The cleverbridge team just returned from the SaaStr Annual and I’d like to pen a few of my thoughts while they’re still fresh in my mind. If you’re not familiar with the SaaStr Annual, it brings together a global community of SaaS founders, VCs and executives for three days of mindshare, networking and more. It’s a conference not-to-miss if you’re a SaaS solutions provider or use a subscription business model to sell a cloud-based service.
Our team enjoyed interacting with other companies to hear about their current challenges managing churn, payments and selling internationally, and the opportunity to share insights from our rich experience in international ecommerce and subscription management.
Below I’ll give my take on the most important themes of the conference.
Minimize Churn, Maximize Revenue
From the numerous discussions I had in the halls of SaaStr and at our booth, the question of churn reduction was an underlying force. In order to reach your full revenue potential as a company, you must focus on reducing churn — something you can prevent by providing the best experience possible to your customers throughout their interaction with your products and services. There are many tools available that allow you to monitor, analyze, predict, and manage customer experience, like FullStory, Gainsight or ChurnZero.
Focusing on customer experience is a terrific idea—it correctly highlights that the SaaS space is not just about customer acquisition, but also about customer retention.
With the Customer Success function rapidly evolving since its inception not long ago, this role is vital. We’re living in an age of the educated buyer and user who have higher expectations than ever before. VP of Customer Success from Teamable touched on this in his session on Customer Success. We must align our Sales, Marketing, Product and Customer Success teams into a well-oiled machine that will help our organization keep customers happy and grow accounts.
Scale Your Sales Team, Fast
If you want to achieve growth, you must provide a great customer experience. The next step for many vendors is about scaling their sales organizations and sales capacity fast. It’s logical: the more Sales Reps you have on the frontlines sharing the value that your product provides, the more customers you’ll have. This translates into more money for your company that you can put toward your overall growth as a SaaS business. And the beauty of scaling your Sales team is that you can do this as your product continues through different growth phases: MVP, product/market fit and beyond.
Many sessions at SaaStr touched on metrics to measure the maturity of a company, from annual revenue and product development lifecycle time to employee size and time-to-market. These sessions also advocated best practices for building a high-performing Sales team and how this directly contributes to future success.
Go Global, Act Local
Expanding sales internationally was an important theme for many at SaaStr and there was also high participation from companies based outside of the USA. As one notable example, the government of New Zealand helped sponsor more than 100 SaaS company representatives to attend SaaStr and hosted local meet-ups for months in advance as well as during their visit to San Francisco to enhance their overall experience. Many SaaStr sessions were also focused on how to achieve scale beyond borders as well as achieve entrance into the Global 2000. It certainly is no small feat to build an organization that supports selling abroad, as well as one that can deal with the pressures of hyper growth (and how to manage through it).
The last day of the event was referred to as “Money Day,” when VCs came to the forefront as thought leaders to share their tips with hungry startups. From navigating the uncharted territory of artificial intelligence to shifting mindsets, from surviving to thriving, these talks were focused on helping SaaS leaders succeed now and anticipate what’s next as they strive to build a billion-dollar business. They must navigate an increasingly competitive landscape, determine which market segments to focus on, figure out the right time to hire the executive team and build the right culture (from the start). As ServiceMax mentioned in its session, all of these factors contributed to a recent $1 billion acquisition from GE.

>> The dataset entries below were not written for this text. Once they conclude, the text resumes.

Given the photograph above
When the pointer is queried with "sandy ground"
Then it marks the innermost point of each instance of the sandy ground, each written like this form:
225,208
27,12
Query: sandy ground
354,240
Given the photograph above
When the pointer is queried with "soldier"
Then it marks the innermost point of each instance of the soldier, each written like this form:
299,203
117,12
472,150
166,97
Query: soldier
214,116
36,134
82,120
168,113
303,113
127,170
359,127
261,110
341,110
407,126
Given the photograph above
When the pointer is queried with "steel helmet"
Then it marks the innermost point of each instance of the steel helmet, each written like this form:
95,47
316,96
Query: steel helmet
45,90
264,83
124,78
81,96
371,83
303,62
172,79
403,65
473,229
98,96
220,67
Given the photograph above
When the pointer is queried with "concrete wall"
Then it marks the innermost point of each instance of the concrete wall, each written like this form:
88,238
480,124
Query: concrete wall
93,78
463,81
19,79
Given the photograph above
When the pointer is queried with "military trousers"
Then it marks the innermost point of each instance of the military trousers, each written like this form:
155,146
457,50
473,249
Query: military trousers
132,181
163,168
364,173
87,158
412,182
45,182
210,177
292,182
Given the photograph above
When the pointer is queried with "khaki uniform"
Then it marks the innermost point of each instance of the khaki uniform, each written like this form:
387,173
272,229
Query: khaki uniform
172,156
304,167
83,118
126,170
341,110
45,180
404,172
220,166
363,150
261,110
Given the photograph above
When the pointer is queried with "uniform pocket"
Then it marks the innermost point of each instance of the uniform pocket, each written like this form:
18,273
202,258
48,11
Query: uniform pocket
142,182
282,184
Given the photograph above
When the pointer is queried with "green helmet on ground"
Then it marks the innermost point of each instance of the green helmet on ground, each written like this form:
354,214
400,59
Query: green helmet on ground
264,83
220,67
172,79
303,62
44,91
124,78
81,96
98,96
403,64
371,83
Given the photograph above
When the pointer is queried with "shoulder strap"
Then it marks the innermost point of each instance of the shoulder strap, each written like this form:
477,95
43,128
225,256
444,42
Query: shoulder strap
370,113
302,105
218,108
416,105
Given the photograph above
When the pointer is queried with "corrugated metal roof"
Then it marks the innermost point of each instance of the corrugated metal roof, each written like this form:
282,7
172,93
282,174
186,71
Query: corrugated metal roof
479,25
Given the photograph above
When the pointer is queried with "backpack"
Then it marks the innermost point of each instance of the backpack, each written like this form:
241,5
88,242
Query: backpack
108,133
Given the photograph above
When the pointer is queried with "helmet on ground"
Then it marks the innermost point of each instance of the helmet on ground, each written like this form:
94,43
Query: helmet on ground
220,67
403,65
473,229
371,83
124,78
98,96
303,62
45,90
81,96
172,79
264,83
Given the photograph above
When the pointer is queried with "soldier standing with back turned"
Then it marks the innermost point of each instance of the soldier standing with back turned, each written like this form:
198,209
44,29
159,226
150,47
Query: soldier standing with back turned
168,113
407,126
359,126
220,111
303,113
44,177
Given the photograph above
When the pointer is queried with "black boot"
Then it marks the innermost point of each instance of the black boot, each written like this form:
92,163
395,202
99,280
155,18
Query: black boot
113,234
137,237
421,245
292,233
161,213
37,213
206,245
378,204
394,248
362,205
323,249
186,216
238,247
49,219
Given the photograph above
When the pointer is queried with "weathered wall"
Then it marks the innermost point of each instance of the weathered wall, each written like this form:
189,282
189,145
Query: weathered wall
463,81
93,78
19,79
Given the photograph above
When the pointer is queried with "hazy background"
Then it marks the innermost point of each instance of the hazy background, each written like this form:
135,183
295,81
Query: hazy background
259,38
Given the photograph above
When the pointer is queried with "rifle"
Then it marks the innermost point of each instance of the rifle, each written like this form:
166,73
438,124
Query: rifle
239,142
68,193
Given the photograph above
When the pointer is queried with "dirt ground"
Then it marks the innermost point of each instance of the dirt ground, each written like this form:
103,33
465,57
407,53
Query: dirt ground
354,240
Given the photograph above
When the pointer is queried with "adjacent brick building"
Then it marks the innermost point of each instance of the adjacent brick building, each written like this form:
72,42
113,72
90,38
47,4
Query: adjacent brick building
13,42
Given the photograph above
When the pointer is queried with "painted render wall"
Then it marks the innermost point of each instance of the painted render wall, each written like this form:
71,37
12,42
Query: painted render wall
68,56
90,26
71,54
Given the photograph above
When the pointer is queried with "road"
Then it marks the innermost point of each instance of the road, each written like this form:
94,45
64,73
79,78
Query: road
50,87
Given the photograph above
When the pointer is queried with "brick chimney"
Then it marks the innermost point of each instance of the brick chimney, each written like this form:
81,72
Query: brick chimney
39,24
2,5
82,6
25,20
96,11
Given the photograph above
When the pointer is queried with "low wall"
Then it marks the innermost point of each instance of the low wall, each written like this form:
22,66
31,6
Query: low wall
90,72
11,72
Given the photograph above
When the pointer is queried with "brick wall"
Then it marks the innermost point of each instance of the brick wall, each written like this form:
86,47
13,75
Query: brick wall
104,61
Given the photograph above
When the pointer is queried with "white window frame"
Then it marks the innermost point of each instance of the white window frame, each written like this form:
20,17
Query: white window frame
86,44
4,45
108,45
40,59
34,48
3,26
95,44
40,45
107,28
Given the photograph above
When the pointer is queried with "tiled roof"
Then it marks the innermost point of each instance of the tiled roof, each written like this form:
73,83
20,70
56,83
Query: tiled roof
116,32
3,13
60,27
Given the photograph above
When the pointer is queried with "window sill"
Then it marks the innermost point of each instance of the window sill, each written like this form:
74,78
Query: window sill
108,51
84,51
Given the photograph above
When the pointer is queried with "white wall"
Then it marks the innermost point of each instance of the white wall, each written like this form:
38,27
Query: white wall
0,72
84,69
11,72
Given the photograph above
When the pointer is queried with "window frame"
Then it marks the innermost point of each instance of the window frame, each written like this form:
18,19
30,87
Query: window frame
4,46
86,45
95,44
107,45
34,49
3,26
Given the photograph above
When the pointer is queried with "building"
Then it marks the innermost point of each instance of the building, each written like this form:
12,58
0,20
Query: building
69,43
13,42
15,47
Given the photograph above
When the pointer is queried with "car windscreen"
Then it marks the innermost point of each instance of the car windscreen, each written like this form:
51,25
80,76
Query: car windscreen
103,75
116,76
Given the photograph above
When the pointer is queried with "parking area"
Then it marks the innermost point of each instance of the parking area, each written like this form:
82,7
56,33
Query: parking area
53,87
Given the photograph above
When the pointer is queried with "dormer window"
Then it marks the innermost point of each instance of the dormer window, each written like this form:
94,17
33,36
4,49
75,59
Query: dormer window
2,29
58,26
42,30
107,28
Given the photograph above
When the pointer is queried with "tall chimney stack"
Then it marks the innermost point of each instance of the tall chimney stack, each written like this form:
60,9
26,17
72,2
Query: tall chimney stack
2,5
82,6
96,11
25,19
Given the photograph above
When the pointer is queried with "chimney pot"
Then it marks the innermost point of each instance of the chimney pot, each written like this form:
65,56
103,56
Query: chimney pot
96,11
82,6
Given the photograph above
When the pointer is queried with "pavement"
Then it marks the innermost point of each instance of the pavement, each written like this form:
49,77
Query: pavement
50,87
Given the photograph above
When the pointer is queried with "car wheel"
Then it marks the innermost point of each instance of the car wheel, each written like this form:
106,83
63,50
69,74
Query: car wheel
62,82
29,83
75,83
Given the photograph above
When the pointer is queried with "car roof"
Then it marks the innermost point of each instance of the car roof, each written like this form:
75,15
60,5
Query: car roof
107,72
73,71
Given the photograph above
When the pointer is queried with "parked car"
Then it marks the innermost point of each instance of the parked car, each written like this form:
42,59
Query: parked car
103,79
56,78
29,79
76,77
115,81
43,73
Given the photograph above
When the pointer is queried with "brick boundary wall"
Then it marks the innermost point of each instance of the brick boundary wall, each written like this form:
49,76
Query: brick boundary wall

As you can see, there was no shortage of learning at this year’s SaaStr Annual for SaaS companies. I’d like to leave you with a recent tweet from David Cancel of Drift, “The number one limiting belief I see at almost every company: ‘That won’t scale.’ Kill this limiting belief fast.” In order to win in the market as SaaS companies, it’s about economies of scale and relevance. Examine every aspect of your business to ensure it’s designed to scale.